29


In spite of my sporadic fantasies about foreign climes, the only city I could live in is New York. Most other American municipalities are segregated by class and culture, education and personal choice. But in New York everybody is jumbled up together and bounced around until you have African princes walking side by side with Appalachian Daughters of the American Revolution, and aspiring starlets îp tmaking room for hopeful housewives past their prime. Even with real estate costs climbing above the reach of almost everyone, you can still find all the elements of humanity riding the number 1 train down under the West Side of Manhattan.

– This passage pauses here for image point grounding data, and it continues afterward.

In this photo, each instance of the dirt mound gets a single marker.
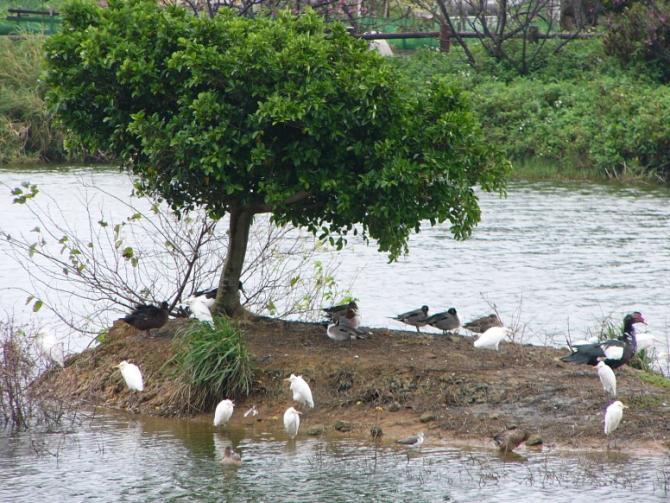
(401, 381)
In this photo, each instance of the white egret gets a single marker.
(132, 375)
(199, 309)
(414, 441)
(292, 422)
(49, 347)
(223, 412)
(613, 416)
(492, 338)
(301, 390)
(416, 317)
(607, 378)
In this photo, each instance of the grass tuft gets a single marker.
(212, 363)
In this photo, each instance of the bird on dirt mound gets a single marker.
(148, 316)
(416, 317)
(614, 352)
(509, 439)
(481, 325)
(446, 321)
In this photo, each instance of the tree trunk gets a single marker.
(228, 295)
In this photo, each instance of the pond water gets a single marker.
(558, 257)
(114, 457)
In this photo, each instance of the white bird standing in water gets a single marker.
(492, 338)
(607, 378)
(199, 309)
(301, 390)
(223, 412)
(613, 416)
(292, 422)
(49, 347)
(132, 375)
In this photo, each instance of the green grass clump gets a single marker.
(656, 379)
(212, 363)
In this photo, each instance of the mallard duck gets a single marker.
(614, 352)
(510, 439)
(347, 315)
(446, 321)
(416, 317)
(481, 325)
(148, 316)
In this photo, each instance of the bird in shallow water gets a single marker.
(346, 315)
(416, 318)
(607, 378)
(613, 416)
(509, 439)
(292, 422)
(414, 441)
(614, 352)
(492, 338)
(339, 332)
(131, 375)
(481, 325)
(230, 457)
(446, 321)
(301, 390)
(148, 316)
(223, 412)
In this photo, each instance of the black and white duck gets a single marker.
(614, 352)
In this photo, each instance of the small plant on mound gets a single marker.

There were at least a dozen readers in the car I rode on the trek toward Wall Street. They perused novels and textbooks, newspapers and hip-hop magazines. There were displaced housewives going to work because one income didn’t pay the rent anymore. Many of these watched their soaps on tiny screens plugged into earphones. That afternoon I saw books by Thomas Mann, Joy King, Edwidge Danticat, and Danielle Steel being read. One dusty fellow kept turning his head suspiciously, looking for enemies that might be sneaking up on him. A chubby white woman smiled at me and even pursed her lips. At one point a troupe of doo-wop singers composed of one Asian and three blacks made their way through our car, crooning “On Broadway” and “Up on the Roof.”


There were two middle-aged women sitting across from me, one black and the other white. They were laughing and chatting happily about work. It seemed that a supervisor who had been leaning on them had an affair with a secretary who was also fooling around with the big boss.


“Honey, when he came out of Metcalf’s office he was white as marshmallows,” the black woman was saying.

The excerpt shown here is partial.